On a bien du mal à entrer dans l’esprit du Père qui va jusqu’à donner son Fils pour nous sauver. Par amour, il accepte ce sacrifice et ainsi nous unit à lui pour toujours. Jésus est le Messie, le Fils de Dieu, incarné dans notre humanité. Sa mort touche notre chair comme elle touche l’univers. Elle purifie notre humanité de ses impuretés et de ses mesquineries, de ses rebellions et de ses compromis douteux, de son égoïsme et de son orgueil mal placé. Sur le croix, tout la vérité de Dieu se dit, toute la vérité sur l’homme se dévoile, toute la vérité de l’amour s’éclaire.

Vérité de Dieu, sa volonté : Jésus est venu faire la volonté du Père. Il le dit et en vit. Il sait qui est Dieu et son désir de salut, son désir de communion. Déjà l’Alliance avait exprimé cela de manière assez forte. Maintenant, en Jésus le Christ, la nouvelle Alliance s’établit de façon définitive et éternelle. La volonté divine est de partager sa vie avec sa créature, devenue son fils/sa fille dans le Fils unique.

Vérité de Dieu, son amour : Jésus est venu révéler l’amour éternel du Père et la vérité de cet amour au sein de la divinité elle-même. Dieu n’est qu’amour. Il n’a pas d’autre existence. Son Être est amour. L’amour est son nom. On est loin des élucubrations philosophiques ou religieuses, des idées farfelues ou illusoires. Dieu aime. Parce qu’il aime, il est communion et communication. La croix révèle cela de façon forte et presque contradictoire.

Vérité de Dieu, la Trinité : Jésus est venu dévoiler le mystère divin, le cœur de Dieu. S’il est le Fils, Dieu est son Père et il partage sa divinité. L’amour du Père et du Fils spire l’Esprit Saint. Dieu est Trinité dans son unité souveraine. Dieu est Un dans la Trinité des Personnes. Pas de contradiction ici, simplement une évidence et une conséquence de l’Incarnation et du mystère pascal. La croix, paradoxalement, met en lumière ce que Jésus a révélé peu-à-peu au cours de sa vie. Elle fait éclater la dimension trinitaire sous-jacente à tous les discours et toutes les actions de Jésus.

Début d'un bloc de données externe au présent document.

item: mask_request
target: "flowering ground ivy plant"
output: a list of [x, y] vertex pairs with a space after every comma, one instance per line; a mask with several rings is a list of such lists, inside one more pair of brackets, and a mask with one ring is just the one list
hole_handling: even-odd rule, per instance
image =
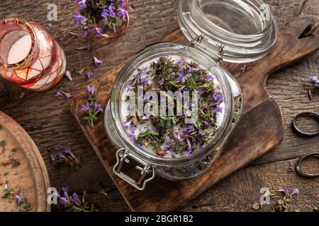
[[86, 87], [89, 98], [86, 103], [81, 107], [81, 110], [86, 114], [84, 119], [91, 127], [94, 126], [94, 122], [98, 119], [99, 114], [103, 112], [102, 106], [96, 102], [96, 89], [91, 85]]
[[61, 191], [55, 194], [58, 198], [57, 208], [69, 212], [97, 212], [94, 205], [89, 204], [85, 199], [87, 196], [84, 191], [82, 197], [77, 193], [69, 194], [69, 187], [62, 187]]
[[79, 11], [73, 12], [74, 21], [82, 25], [84, 36], [88, 31], [115, 33], [128, 19], [124, 0], [77, 0], [77, 4]]
[[77, 158], [71, 149], [68, 148], [63, 151], [60, 151], [53, 153], [54, 148], [47, 149], [47, 152], [51, 154], [51, 161], [57, 165], [66, 165], [71, 167], [79, 169], [81, 165], [81, 162]]
[[9, 202], [15, 201], [19, 207], [21, 212], [28, 212], [32, 210], [31, 204], [23, 196], [23, 190], [18, 188], [16, 191], [8, 186], [8, 182], [6, 182], [4, 186], [4, 194], [1, 197], [3, 199], [8, 199]]

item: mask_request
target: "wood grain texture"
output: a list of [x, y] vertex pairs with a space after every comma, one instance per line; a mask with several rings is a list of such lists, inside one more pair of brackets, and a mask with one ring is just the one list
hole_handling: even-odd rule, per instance
[[[264, 1], [270, 5], [280, 28], [284, 28], [288, 22], [298, 16], [302, 4], [300, 0]], [[9, 1], [0, 0], [0, 18], [20, 16], [26, 20], [40, 22], [64, 49], [67, 58], [68, 69], [85, 67], [94, 73], [92, 80], [100, 78], [118, 65], [119, 62], [135, 55], [145, 46], [159, 42], [163, 36], [178, 28], [176, 16], [178, 0], [130, 0], [131, 23], [125, 34], [118, 38], [107, 41], [97, 38], [91, 40], [91, 37], [83, 40], [68, 35], [69, 31], [79, 31], [77, 27], [72, 23], [73, 1], [54, 1], [58, 9], [57, 21], [48, 21], [47, 19], [47, 6], [49, 3], [52, 1], [21, 0], [18, 4], [13, 4]], [[318, 0], [310, 0], [305, 13], [319, 16]], [[74, 49], [75, 47], [85, 46], [88, 43], [91, 45], [88, 51]], [[103, 64], [94, 67], [92, 64], [93, 56], [101, 59]], [[251, 194], [254, 197], [254, 194], [258, 194], [256, 187], [259, 190], [259, 186], [263, 186], [264, 182], [258, 179], [250, 182], [250, 177], [252, 173], [264, 174], [264, 170], [269, 168], [272, 170], [264, 177], [264, 182], [269, 181], [272, 185], [277, 187], [281, 185], [290, 187], [295, 186], [297, 179], [291, 179], [289, 177], [290, 179], [285, 180], [284, 178], [287, 176], [281, 170], [281, 164], [272, 162], [293, 159], [318, 150], [319, 137], [307, 139], [296, 136], [291, 131], [290, 121], [301, 111], [319, 111], [319, 95], [315, 95], [313, 100], [309, 102], [307, 94], [308, 77], [319, 73], [318, 56], [317, 52], [300, 62], [273, 73], [267, 79], [267, 90], [281, 107], [286, 121], [285, 133], [281, 145], [258, 158], [252, 163], [254, 166], [248, 168], [249, 170], [242, 170], [233, 174], [221, 184], [213, 186], [194, 202], [196, 204], [212, 203], [209, 210], [213, 211], [236, 210], [236, 206], [240, 207], [243, 210], [250, 210], [248, 201], [244, 202], [242, 199], [236, 199], [236, 197], [242, 194], [247, 194], [247, 196]], [[59, 86], [75, 93], [90, 83], [91, 81], [78, 76], [74, 78], [73, 82], [63, 80]], [[82, 193], [86, 191], [96, 197], [94, 201], [98, 206], [101, 204], [99, 210], [102, 211], [112, 209], [128, 210], [128, 206], [121, 199], [121, 194], [69, 112], [69, 101], [55, 97], [55, 90], [33, 93], [2, 81], [0, 81], [0, 109], [18, 121], [35, 142], [47, 165], [52, 186], [60, 188], [69, 185], [72, 191]], [[50, 162], [50, 155], [45, 150], [51, 146], [57, 149], [72, 148], [75, 154], [81, 157], [81, 169], [75, 170], [55, 167]], [[282, 184], [284, 182], [285, 184]], [[315, 193], [315, 187], [312, 185], [315, 183], [318, 182], [307, 180], [296, 186], [303, 191], [308, 191], [306, 193], [309, 194]], [[114, 198], [100, 200], [100, 196], [94, 194], [100, 185], [112, 189]], [[318, 201], [313, 201], [311, 196], [305, 197], [305, 202], [309, 206], [315, 202], [318, 204]], [[187, 204], [188, 210], [191, 210], [191, 206], [189, 206], [191, 204]], [[301, 201], [297, 201], [296, 205], [302, 206], [303, 204]], [[309, 208], [300, 208], [303, 210], [310, 210]]]
[[[5, 141], [6, 145], [0, 152], [0, 184], [1, 187], [8, 182], [10, 188], [16, 191], [23, 189], [23, 196], [31, 204], [32, 211], [50, 210], [47, 203], [46, 192], [50, 187], [43, 159], [37, 146], [28, 133], [16, 121], [0, 112], [0, 141]], [[15, 150], [14, 153], [12, 150]], [[19, 165], [13, 167], [6, 165], [10, 157], [14, 158]], [[7, 175], [6, 175], [7, 174]], [[1, 190], [0, 196], [4, 195]], [[18, 211], [15, 201], [0, 199], [0, 211]]]
[[[247, 65], [224, 64], [224, 66], [238, 77], [244, 92], [245, 113], [226, 145], [225, 152], [216, 163], [206, 174], [190, 182], [172, 182], [156, 178], [147, 184], [145, 191], [133, 189], [113, 172], [116, 150], [107, 141], [106, 135], [101, 133], [101, 123], [91, 129], [83, 120], [84, 115], [81, 106], [86, 102], [86, 90], [82, 90], [74, 96], [71, 105], [72, 113], [133, 210], [176, 210], [191, 198], [280, 143], [284, 135], [284, 119], [279, 106], [264, 88], [265, 80], [271, 73], [319, 49], [317, 34], [305, 39], [298, 39], [300, 34], [313, 23], [312, 18], [306, 17], [298, 17], [291, 21], [280, 32], [273, 51], [257, 62]], [[185, 43], [184, 40], [181, 40], [181, 32], [177, 31], [164, 38], [164, 40], [178, 40]], [[114, 80], [122, 66], [123, 64], [120, 65], [91, 84], [97, 89], [97, 100], [99, 102], [105, 102], [108, 99]], [[235, 159], [236, 162], [233, 161]]]

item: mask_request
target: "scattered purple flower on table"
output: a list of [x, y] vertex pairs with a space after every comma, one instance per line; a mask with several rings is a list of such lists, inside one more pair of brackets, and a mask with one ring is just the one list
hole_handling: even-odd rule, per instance
[[86, 37], [87, 36], [87, 31], [86, 31], [85, 30], [83, 30], [80, 32], [81, 35], [83, 36], [83, 37]]
[[23, 200], [24, 200], [24, 198], [22, 196], [22, 194], [16, 195], [16, 201], [17, 201], [18, 204], [21, 203], [23, 201]]
[[208, 76], [207, 76], [207, 81], [208, 81], [208, 82], [211, 82], [211, 81], [214, 81], [214, 77], [213, 77], [212, 75], [208, 75]]
[[86, 4], [85, 4], [86, 0], [77, 0], [77, 4], [79, 6], [79, 9], [82, 10], [85, 7], [86, 7]]
[[313, 100], [313, 93], [311, 93], [311, 90], [310, 89], [308, 89], [308, 96], [309, 97], [310, 101]]
[[145, 85], [148, 83], [148, 79], [147, 78], [142, 78], [140, 79], [140, 82], [141, 82], [142, 85]]
[[83, 72], [84, 71], [84, 69], [82, 69], [81, 70], [79, 70], [77, 73], [79, 75], [82, 75], [83, 73]]
[[94, 95], [96, 92], [96, 89], [94, 86], [88, 85], [86, 90], [91, 95]]
[[87, 112], [90, 109], [90, 106], [89, 106], [89, 105], [83, 105], [82, 106], [81, 106], [81, 110], [83, 112]]
[[91, 77], [93, 77], [93, 73], [92, 73], [92, 72], [88, 72], [88, 73], [86, 73], [86, 78], [91, 78]]
[[310, 76], [309, 81], [313, 84], [317, 84], [319, 83], [319, 79], [318, 77], [316, 76]]
[[195, 129], [195, 127], [194, 127], [194, 126], [192, 126], [192, 125], [188, 125], [188, 126], [186, 126], [186, 129], [187, 129], [188, 131], [191, 131], [191, 130], [194, 130], [194, 129]]
[[69, 199], [67, 199], [67, 198], [61, 197], [61, 198], [60, 198], [60, 199], [61, 201], [61, 204], [62, 204], [62, 205], [69, 204]]
[[299, 190], [297, 188], [293, 188], [293, 191], [291, 192], [291, 196], [294, 195], [298, 195], [299, 194]]
[[55, 93], [56, 97], [62, 97], [65, 95], [67, 99], [70, 99], [72, 97], [72, 95], [69, 93], [63, 92], [61, 90], [57, 90], [57, 93]]
[[97, 102], [94, 102], [94, 111], [96, 114], [103, 112], [103, 108], [101, 105], [98, 104]]
[[63, 94], [62, 93], [60, 90], [57, 90], [57, 93], [55, 93], [56, 97], [62, 97]]
[[101, 13], [101, 17], [102, 18], [105, 18], [108, 16], [108, 11], [106, 8], [103, 8], [102, 10], [102, 13]]
[[69, 186], [62, 186], [61, 189], [64, 192], [68, 192], [69, 191]]
[[130, 139], [133, 141], [136, 141], [136, 136], [133, 134], [130, 135]]
[[84, 16], [82, 16], [78, 11], [73, 11], [73, 16], [74, 16], [74, 23], [76, 24], [81, 23], [82, 25], [86, 24], [86, 18]]
[[217, 107], [215, 110], [214, 110], [215, 113], [222, 113], [223, 112], [223, 108], [221, 108], [220, 107]]
[[[96, 32], [97, 35], [102, 35], [102, 29], [100, 28], [95, 28], [95, 32]], [[95, 64], [95, 61], [94, 61], [94, 64], [95, 65], [98, 65], [98, 64]]]
[[65, 71], [65, 76], [69, 78], [69, 81], [72, 81], [72, 76], [71, 76], [71, 73], [69, 72], [69, 71]]
[[98, 66], [102, 64], [102, 61], [100, 61], [99, 59], [96, 58], [96, 56], [93, 56], [93, 59], [94, 61], [94, 65]]
[[185, 61], [184, 60], [183, 58], [181, 58], [177, 61], [177, 64], [179, 65], [179, 66], [181, 66], [181, 67], [183, 66], [184, 64], [185, 64]]

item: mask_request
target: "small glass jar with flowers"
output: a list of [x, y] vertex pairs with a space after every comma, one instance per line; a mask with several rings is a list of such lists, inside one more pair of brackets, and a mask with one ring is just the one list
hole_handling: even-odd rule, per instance
[[128, 0], [75, 0], [74, 23], [89, 32], [105, 37], [115, 37], [128, 27]]

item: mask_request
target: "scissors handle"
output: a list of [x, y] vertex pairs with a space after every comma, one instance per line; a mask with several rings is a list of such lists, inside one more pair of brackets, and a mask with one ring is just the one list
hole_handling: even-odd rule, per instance
[[319, 122], [319, 114], [318, 114], [316, 112], [301, 112], [301, 113], [297, 114], [293, 119], [292, 127], [293, 127], [293, 131], [298, 135], [303, 136], [307, 136], [307, 137], [312, 137], [312, 136], [318, 135], [319, 130], [314, 133], [306, 133], [306, 132], [301, 131], [299, 128], [298, 128], [297, 123], [296, 123], [297, 119], [302, 116], [312, 117], [313, 119], [317, 120]]
[[303, 155], [299, 158], [297, 164], [296, 165], [296, 172], [301, 177], [308, 177], [308, 178], [313, 178], [319, 177], [319, 172], [318, 174], [312, 174], [305, 172], [301, 169], [301, 164], [304, 160], [309, 157], [318, 157], [319, 158], [319, 153], [314, 153]]

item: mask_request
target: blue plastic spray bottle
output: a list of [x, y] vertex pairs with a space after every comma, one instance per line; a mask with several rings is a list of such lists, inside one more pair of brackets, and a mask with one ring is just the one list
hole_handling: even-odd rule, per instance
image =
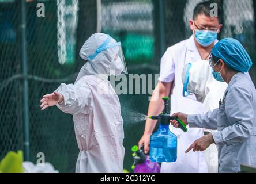
[[164, 110], [157, 116], [149, 116], [152, 120], [158, 120], [159, 128], [150, 137], [150, 159], [158, 163], [175, 162], [177, 159], [177, 137], [169, 129], [170, 120], [176, 120], [179, 127], [185, 132], [187, 131], [183, 122], [176, 117], [171, 117], [167, 111], [169, 97], [164, 97]]

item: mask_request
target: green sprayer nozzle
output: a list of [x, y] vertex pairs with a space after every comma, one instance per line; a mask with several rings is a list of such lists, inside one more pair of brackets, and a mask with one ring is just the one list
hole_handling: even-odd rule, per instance
[[131, 148], [131, 151], [132, 152], [136, 152], [138, 150], [138, 147], [137, 145], [133, 146]]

Vérité sur l’homme : si nous connaissons mieux Dieu le Père et son Fils par la Passion/Résurrection de Jésus, nous comprenons mieux qui est l’homme, sa dignité et ses faiblesses, son péché et sa grâce. L’humanité est aimée mais se rebelle facilement. L’Alliance a été ce contrat spirituel qui a tenté de réconcilier les deux partenaires en conflit. L’Incarnation a touché l’humanité dans son être profond et Dieu y a fait sa demeure. Elevée au niveau de Dieu, elle se devait d’en être digne. C’est le Christ, payant chèrement par son sacrifice ce rapprochement et cette réconciliation, qui nous a ré-ouvert les portes du Ciel et le cœur de Dieu. Sa Résurrection sera ratification de l’Alliance nouvelle et éternelle qui fait de nous des enfants adoptifs, partageant le même héritage et entrant dans la communion trinitaire. L’homme est grand en cela mais il peut se rabaisser facilement par des pulsions de mort qui l’entraînent vers l’enfer. Sa liberté est la clé de son salut. Son amour est le baume de sa relation.

  1. 2. « Jésus le Nazaréen, le roi des Juifs » signale l’écriteau sur la croix.

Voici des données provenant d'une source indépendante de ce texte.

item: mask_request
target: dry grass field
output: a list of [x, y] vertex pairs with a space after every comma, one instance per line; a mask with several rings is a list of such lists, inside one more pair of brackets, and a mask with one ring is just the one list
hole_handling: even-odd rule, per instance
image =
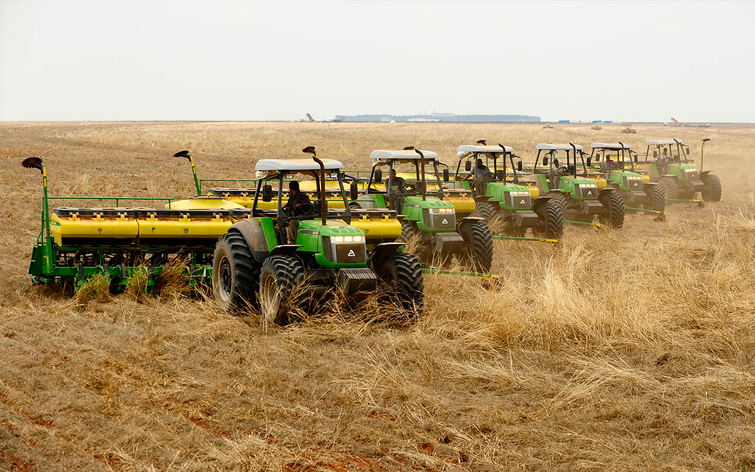
[[[755, 470], [755, 127], [0, 123], [0, 471]], [[27, 275], [53, 195], [192, 194], [307, 145], [349, 169], [415, 145], [678, 137], [723, 200], [495, 241], [501, 283], [426, 275], [406, 326], [375, 303], [285, 328], [181, 290], [71, 297]]]

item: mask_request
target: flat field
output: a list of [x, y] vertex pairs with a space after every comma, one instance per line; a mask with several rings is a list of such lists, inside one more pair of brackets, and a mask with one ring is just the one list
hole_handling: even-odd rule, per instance
[[[0, 123], [0, 471], [755, 470], [755, 127]], [[263, 330], [180, 289], [35, 287], [42, 157], [53, 195], [184, 197], [260, 158], [366, 169], [414, 145], [677, 137], [723, 200], [667, 221], [495, 241], [501, 283], [426, 275], [407, 326], [376, 304]], [[92, 202], [94, 203], [94, 202]], [[387, 320], [388, 319], [388, 320]]]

Si la vérité s’exprime au Calvaire, elle éclate à Pâques. Elle vient éclairer les parties mystérieuses de la vie du Christ et de son message. Elle illumine nos vies et nos existences pour nous unir au Père par le Fils dans l’Esprit Saint. Au cœur du mystère chrétien, il y a Jésus de Nazareth, fils de Marie et Messie d’Israël. Pilate sent bien qu’il a en face de lui un être particulier, un condamné pas comme les autres, un personnage unique, un homme de Dieu. Il se sent inconfortable, tente de libérer Jésus mais cède à l’esprit carriériste et aux intérêts politiques et sociaux. « D’où viens-tu ? » demande-t-il inquiet à Jésus.

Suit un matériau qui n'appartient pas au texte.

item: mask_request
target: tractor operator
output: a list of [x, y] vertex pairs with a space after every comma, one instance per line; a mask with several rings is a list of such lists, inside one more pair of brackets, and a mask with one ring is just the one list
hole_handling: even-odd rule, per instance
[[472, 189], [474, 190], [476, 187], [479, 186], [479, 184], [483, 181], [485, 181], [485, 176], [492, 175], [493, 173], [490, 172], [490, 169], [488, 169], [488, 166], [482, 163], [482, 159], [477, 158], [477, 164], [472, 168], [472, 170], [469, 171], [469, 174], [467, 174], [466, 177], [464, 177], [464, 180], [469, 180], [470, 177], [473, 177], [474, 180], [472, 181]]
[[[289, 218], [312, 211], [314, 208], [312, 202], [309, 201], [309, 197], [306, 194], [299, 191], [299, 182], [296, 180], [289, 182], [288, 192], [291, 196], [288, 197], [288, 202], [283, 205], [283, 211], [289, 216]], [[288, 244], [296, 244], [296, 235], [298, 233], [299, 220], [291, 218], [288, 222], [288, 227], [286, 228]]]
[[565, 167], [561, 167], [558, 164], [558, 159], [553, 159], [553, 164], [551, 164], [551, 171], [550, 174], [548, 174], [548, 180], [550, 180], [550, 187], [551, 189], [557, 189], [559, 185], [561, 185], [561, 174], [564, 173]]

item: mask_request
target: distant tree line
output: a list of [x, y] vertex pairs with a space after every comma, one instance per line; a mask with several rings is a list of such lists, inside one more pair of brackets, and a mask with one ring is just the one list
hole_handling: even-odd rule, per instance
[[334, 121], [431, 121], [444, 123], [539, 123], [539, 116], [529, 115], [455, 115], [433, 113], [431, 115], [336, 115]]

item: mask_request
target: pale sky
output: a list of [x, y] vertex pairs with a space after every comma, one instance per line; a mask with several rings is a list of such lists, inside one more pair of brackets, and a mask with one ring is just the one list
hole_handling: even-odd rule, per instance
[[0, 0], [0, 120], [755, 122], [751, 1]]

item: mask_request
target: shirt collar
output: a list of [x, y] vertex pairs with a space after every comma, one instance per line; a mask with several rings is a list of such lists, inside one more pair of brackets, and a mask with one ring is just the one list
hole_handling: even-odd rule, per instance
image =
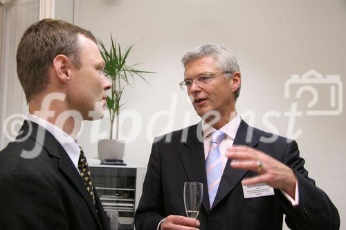
[[78, 160], [80, 158], [80, 150], [78, 144], [77, 144], [76, 142], [72, 139], [70, 135], [60, 128], [33, 114], [30, 113], [28, 115], [28, 119], [37, 123], [51, 133], [62, 146], [76, 169], [78, 169]]
[[[233, 140], [235, 140], [235, 135], [237, 134], [241, 121], [242, 119], [240, 119], [240, 115], [239, 115], [239, 113], [237, 113], [237, 116], [235, 116], [235, 117], [230, 122], [222, 126], [219, 130], [225, 133], [226, 135], [231, 137]], [[214, 127], [210, 126], [203, 120], [202, 120], [202, 130], [203, 138], [206, 138], [211, 133], [216, 131]]]

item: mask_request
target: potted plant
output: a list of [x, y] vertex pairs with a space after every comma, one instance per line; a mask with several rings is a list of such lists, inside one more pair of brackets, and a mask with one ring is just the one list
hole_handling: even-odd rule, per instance
[[[147, 83], [143, 76], [145, 73], [153, 72], [138, 70], [134, 65], [127, 63], [129, 55], [132, 51], [134, 45], [122, 51], [120, 44], [116, 43], [111, 35], [111, 48], [107, 50], [100, 40], [100, 52], [105, 62], [104, 75], [111, 82], [110, 95], [107, 95], [107, 107], [109, 111], [111, 122], [109, 139], [100, 140], [98, 142], [98, 156], [102, 161], [122, 160], [125, 153], [125, 141], [119, 140], [119, 114], [122, 106], [120, 104], [121, 96], [126, 86], [131, 85], [130, 80], [134, 82], [134, 77], [138, 77]], [[113, 126], [116, 125], [115, 139], [113, 138]]]

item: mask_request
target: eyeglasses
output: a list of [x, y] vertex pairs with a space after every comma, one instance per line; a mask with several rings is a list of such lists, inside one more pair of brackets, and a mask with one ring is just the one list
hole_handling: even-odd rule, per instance
[[189, 90], [192, 86], [192, 83], [194, 81], [199, 87], [202, 88], [203, 85], [208, 84], [212, 79], [215, 78], [215, 76], [218, 75], [225, 74], [225, 73], [231, 73], [229, 71], [227, 72], [220, 72], [220, 73], [202, 73], [199, 75], [194, 80], [192, 80], [190, 79], [185, 79], [185, 81], [179, 83], [180, 88], [182, 90]]

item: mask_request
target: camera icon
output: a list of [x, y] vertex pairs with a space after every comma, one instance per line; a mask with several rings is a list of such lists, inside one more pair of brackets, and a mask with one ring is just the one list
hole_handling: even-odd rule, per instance
[[[290, 97], [293, 88], [296, 89], [295, 98], [300, 98], [303, 93], [309, 93], [312, 95], [307, 104], [307, 115], [338, 115], [343, 113], [343, 82], [340, 75], [327, 75], [324, 77], [314, 70], [307, 71], [300, 77], [292, 75], [284, 84], [285, 98]], [[325, 100], [322, 109], [321, 104], [318, 104], [319, 93], [322, 93], [323, 97], [321, 98]], [[318, 108], [313, 109], [314, 107]]]

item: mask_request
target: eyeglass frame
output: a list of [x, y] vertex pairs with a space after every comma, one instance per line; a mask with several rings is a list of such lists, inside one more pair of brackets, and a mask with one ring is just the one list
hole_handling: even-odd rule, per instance
[[[233, 73], [231, 71], [225, 71], [225, 72], [217, 72], [217, 73], [201, 73], [197, 77], [196, 77], [194, 79], [192, 80], [192, 79], [188, 79], [188, 80], [184, 80], [183, 82], [181, 82], [181, 83], [179, 83], [179, 86], [180, 86], [180, 88], [181, 90], [182, 90], [183, 91], [185, 91], [183, 87], [186, 87], [186, 89], [188, 90], [190, 88], [191, 88], [191, 86], [192, 86], [192, 84], [193, 82], [196, 82], [196, 84], [199, 87], [199, 88], [202, 88], [202, 86], [201, 86], [199, 84], [201, 84], [201, 81], [199, 81], [199, 79], [200, 79], [201, 77], [206, 77], [206, 76], [205, 75], [208, 75], [208, 82], [207, 83], [203, 83], [202, 84], [209, 84], [209, 82], [210, 82], [210, 81], [213, 79], [215, 79], [215, 77], [214, 76], [217, 76], [218, 75], [224, 75], [224, 74], [226, 74], [226, 73]], [[191, 81], [191, 84], [190, 86], [188, 86], [186, 84], [186, 81]]]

La croix révèle le Fils de Dieu : Jésus en croix, au-delà de la souffrance certaine subie et vécue au Calvaire, est vraiment le roi sur son trône. Il a marché vers sa gloire. Il est glorifié et élevé de terre pour attirer tous les hommes à lui. Sa couronne d’épine est sa vraie richesse et il embrasse tous les temps, tous les siècles et toute l’humanité. Agneau sacrifié, il meurt quand les agneaux sont égorgés au temple de Jérusalem. Il domine. Il se donne librement. Il aime.

La croix révèle l’amour du Fils pour son Père : Jésus en croix, au-delà de son cri bien compréhensible mais combien déchirant, fait confiance au Père en tout et au moment de mourir veut encore accomplir l’Ecriture afin que tout soit accompli selon la volonté divine. Il s’en remet à Dieu son Père. Sa mort l’unit au Père et nous donne l’Esprit Saint. Ce moment intense, si dramatiquement humain, est suprêmement divin. L’amour trinitaire éclate au grand jour. Il nous faudra Pâques et sa lumière pour le comprendre, l’admettre et y croire, puis en vivre et le partager. D’instrument de torture, la croix devient signe de salut et lieu de l’amour définitif d’un Père qui reçoit l’offrande de son Fils, par l’Esprit d’amour. La croix est, pour nous, signe de salut, évidence de l’amour, lieu de vérité, expression de la grâce, appel spirituel et action de grâce. La croix est la victoire du Fils et sa glorification. La croix de bois devient la Croix Glorieuse de grâce.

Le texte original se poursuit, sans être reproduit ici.